Now that President Trump has announced ... that he will not cooperate in any way with the impeachment inquiry begun in the House of Representatives, we no longer have just a crisis of the presidency. We also have a breakdown in the fundamental structure of government under the Constitution. That counts as a constitutional crisis. 
A constitutional crisis exists when two conditions hold. First, we face a situation where the Constitution does not provide a clear, definitive answer to a basic problem of governance. Second, the political actors whose conflict is creating the problem appear ready to press their competing courses of action to the limit ...

[White House Counsel Pat] Cipollone ... presents the president as the judge of whether a congressional inquiry into impeachment is constitutional. That obviously can’t be right. Not only would that violate the principle of separation of powers; it also would effectively put the president in ultimate control of the impeachment process ...

[But] going to the Supreme Court ... is always a bit of a gamble. The court’s four more-liberal justices would undoubtedly side with the House. The court’s four most conservative justices, two of them appointed by Mr. Trump, would find themselves in a quandary. Given the weakness of Mr. Trump’s arguments, it’s possible to imagine that they would take the position that the judicial branch should abstain from a conflict between the other two branches — a way of dodging the issue that would effectively allow them to give Mr. Trump a victory. 
That would leave the balance of power with Chief Justice John Roberts, who is a judicial conservative but above all wants to protect the court from appearing partisan. The trouble is, there would be almost no way for the Supreme Court to resolve the current crisis without seeming ... [to be] taking a side in a political fight. 

Feldman's analysis suggests that a compromise of some kind is needed, the exact opposite of what both the House of Representatives and the President seem to intend.
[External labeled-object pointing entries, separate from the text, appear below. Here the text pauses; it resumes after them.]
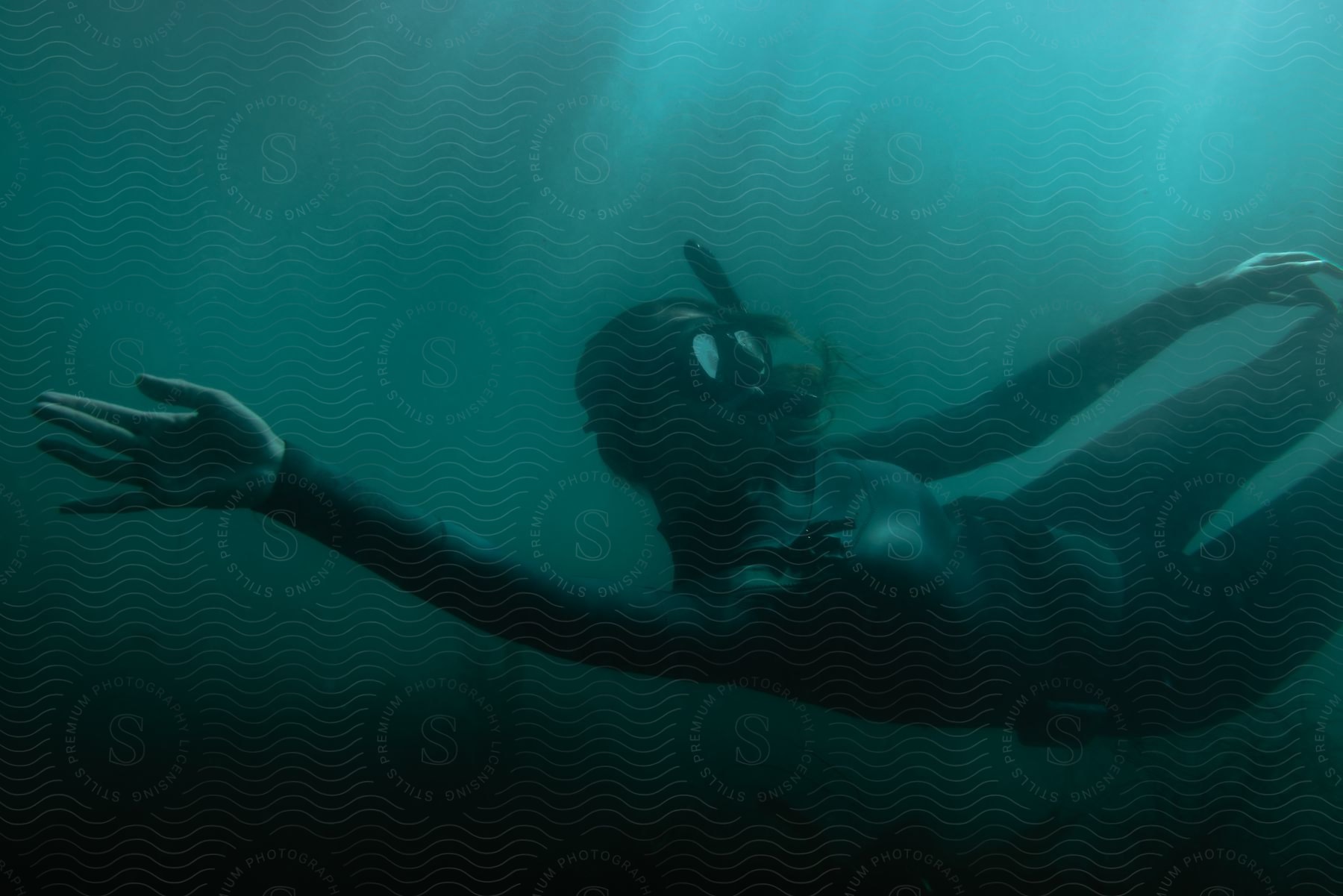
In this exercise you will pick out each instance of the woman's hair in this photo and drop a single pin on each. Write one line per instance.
(630, 377)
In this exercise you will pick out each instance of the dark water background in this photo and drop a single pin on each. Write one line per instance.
(389, 226)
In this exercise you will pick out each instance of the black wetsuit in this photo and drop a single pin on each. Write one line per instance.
(1009, 624)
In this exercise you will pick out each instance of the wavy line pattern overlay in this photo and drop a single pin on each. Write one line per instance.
(456, 649)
Both sides are "press[ing] their competing courses of action to the limit."

Feldman not only suggests that a compromise is needed, he proposes a specific compromise that he thinks could avert the constitutional crisis. The House could agree to initiate its impeachment inquiry by a formal vote of the House, which it hasn't done. Such a formal vote has been taken in prior impeachment proceedings, though there is nothing in the constitution that specifically requires that. If the House did proceed only after a formal vote, agreeing to something that the president has demanded, the president could then agree to honor Congressional subpoenas. If that were to happen, the constitutional crisis would disappear, and the Senate could then resolve the matter of the president's fitness for office in its trial, presuming that an impeachment resolution is in fact adopted by the House.

The Senate, though, which could probably force both the House of Representatives and the President to enter into this kind of a compromise, is singularly dedicated to operating on the basis of partisan objectives, and not upon any honest adherence to what the constitution calls for. It seems very unlikely that the Senate will play this role.

And so.... the crisis looms, and the president is suggesting Civil War.

That is a constitutional crisis, indeed, and it is much more than merely distressing. It is dangerous, and it is putting the future of our democratic republic in peril.